Pero encontró un espejo. Y en el espejo vio una cara que reconoció fácilmente. Era Peter, con la barbilla goteando sangre y una cola de serpiente saliendo por una comisura de su boca.

Ender gritó y arrojó la consola. El ruido alarmó a los pocos chicos que había en el cuartel, pero se excusó y les dijo que no era nada. Se alejaron. Miró otra vez a su consola. Su figura seguía allí, con la vista fija en el espejo. Intentó coger un mueble para romper el espejo, pero no podía moverlo. Tampoco podía arrancar el espejo de la pared. Al final, Ender arrojó la serpiente contra él. El espejo se hizo añicos, dejando al descubierto un agujero en la pared. Por el agujero salieron docenas de pequeñas serpientes, que mordieron rápidamente la figura de Ender una y otra vez. Arrancando serpientes de su cuerpo frenéticamente, la figura cayó y murió en medio de un bullicioso montón de pequeñas serpientes.

La pantalla se borró y salió la leyenda:


¿JUEGAS OTRA VEZ?

Ender desconectó el programa y dejó la consola.
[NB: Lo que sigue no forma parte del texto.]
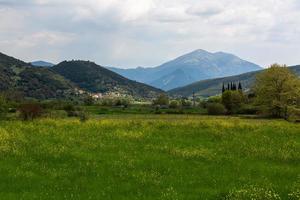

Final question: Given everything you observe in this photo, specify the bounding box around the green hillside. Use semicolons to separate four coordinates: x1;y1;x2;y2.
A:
168;65;300;97
0;53;74;99
51;61;163;98
0;115;300;200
Al día siguiente, varios comandantes, unos personalmente y otros a través de soldados, se dirigieron a Ender para decirle que no se preocupara, que la mayoría pensaba que las sesiones prácticas adicionales eran una buena idea, que debía seguir con ellas. Y para asegurarse de que no les molestaría nadie, le mandaban unos cuantos soldados que necesitaban prácticas adicionales. «Son tan grandes como la mayoría de los insectores que os atacaron la noche pasada. Se lo pensaran dos veces.»
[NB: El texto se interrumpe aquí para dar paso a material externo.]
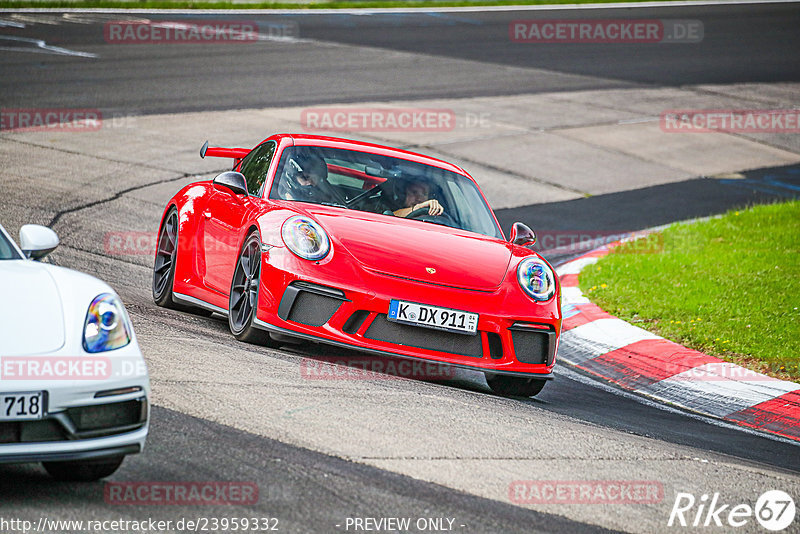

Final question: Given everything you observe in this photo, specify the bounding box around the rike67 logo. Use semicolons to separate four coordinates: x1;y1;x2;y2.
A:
667;490;796;532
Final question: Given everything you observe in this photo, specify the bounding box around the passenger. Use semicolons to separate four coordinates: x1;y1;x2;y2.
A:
278;154;331;202
394;181;444;217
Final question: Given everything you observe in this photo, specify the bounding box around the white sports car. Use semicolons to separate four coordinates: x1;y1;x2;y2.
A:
0;225;150;480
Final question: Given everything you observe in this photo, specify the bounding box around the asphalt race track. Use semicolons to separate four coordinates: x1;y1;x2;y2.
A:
0;3;800;533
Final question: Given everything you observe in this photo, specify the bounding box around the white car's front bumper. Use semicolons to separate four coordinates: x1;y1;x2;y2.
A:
0;339;150;463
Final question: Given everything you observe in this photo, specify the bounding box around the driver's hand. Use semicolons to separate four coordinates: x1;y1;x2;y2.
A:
419;198;444;215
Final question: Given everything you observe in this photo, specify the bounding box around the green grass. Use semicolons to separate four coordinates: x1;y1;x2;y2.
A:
0;0;688;9
580;201;800;381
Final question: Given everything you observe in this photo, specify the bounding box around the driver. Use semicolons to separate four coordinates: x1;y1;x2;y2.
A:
394;181;444;217
278;153;331;202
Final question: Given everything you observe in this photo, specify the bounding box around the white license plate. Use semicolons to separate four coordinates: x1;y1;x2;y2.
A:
387;300;478;335
0;391;44;421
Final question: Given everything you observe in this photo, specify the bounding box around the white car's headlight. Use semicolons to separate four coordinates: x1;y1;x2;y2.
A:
517;256;556;300
83;293;131;352
281;215;331;261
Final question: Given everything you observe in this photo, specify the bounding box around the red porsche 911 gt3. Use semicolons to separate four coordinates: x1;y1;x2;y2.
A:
153;134;561;396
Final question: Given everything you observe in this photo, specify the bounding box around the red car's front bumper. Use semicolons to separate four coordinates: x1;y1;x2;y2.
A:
255;248;561;379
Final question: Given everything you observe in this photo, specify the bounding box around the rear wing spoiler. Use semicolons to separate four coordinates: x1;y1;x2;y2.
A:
200;141;250;167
En vez de una docena de chicos, esa noche eran cuarenta y cinco, más de una escuadra, y ya sea por la presencia de chicos mayores junto a Ender o porque con lo de la noche anterior ya habían tenido suficiente, no apareció ningún enemigo.
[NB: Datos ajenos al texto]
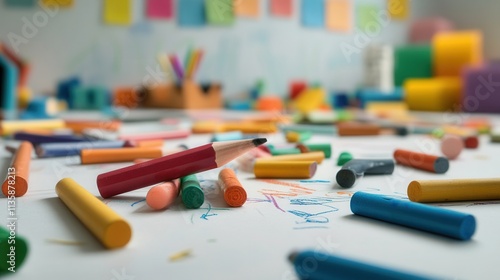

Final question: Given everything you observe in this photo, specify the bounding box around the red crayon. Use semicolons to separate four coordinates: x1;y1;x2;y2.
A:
97;138;267;198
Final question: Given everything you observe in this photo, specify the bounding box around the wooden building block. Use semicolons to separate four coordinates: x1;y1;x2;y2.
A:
70;87;110;110
113;87;144;108
462;63;500;113
394;45;433;87
432;31;483;77
404;77;461;112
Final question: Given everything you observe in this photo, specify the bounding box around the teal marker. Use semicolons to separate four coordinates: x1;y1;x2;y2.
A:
288;250;434;280
305;143;332;158
0;54;19;120
0;226;28;275
337;152;353;166
181;174;205;209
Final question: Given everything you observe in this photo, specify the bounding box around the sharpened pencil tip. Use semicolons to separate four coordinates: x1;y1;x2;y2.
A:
252;138;267;147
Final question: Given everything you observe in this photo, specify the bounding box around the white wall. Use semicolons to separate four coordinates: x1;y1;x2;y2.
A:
0;0;436;98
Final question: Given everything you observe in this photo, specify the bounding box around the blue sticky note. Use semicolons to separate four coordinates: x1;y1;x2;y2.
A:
300;0;325;27
177;0;206;26
4;0;35;8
Ender no volvió al juego de fantasía. Pero el juego vivió en sus sueños. Siguió rememorando lo que sintió cuando mató a la serpiente triturándola, cuando desgarró la oreja a aquel chico, cuando destrozó a Stilson, cuando rompió el brazo a Bernard. Y luego se vio irguiéndose, con el cadáver de su enemigo en la mano, y encontró la cara de Peter mirándole desde el espejo. «Este juego sabe demasiado sobre mí. Este juego dice asquerosas mentiras. Yo no soy Peter. No llevo el asesinato en el corazón…»

Y después el miedo peor, que era un asesino, incluso más experto que Peter; que era este rasgo suyo lo que más gustaba a sus profesores…

«Asesinos es lo que necesitan en las guerras contra los insectores. Gente que pueda pulverizar la cara del enemigo y rociar el espacio con su sangre…

»De acuerdo, yo soy vuestro hombre. Soy el sanguinario asesino que esperabais cuando hicisteis que me engendraran. Soy vuestro instrumento. ¿Qué más da que odie la parte de mí mismo que más necesitáis? ¿Qué más da que cuando las pequeñas serpientes me mataban en el juego, yo no me opusiera y me alegrara?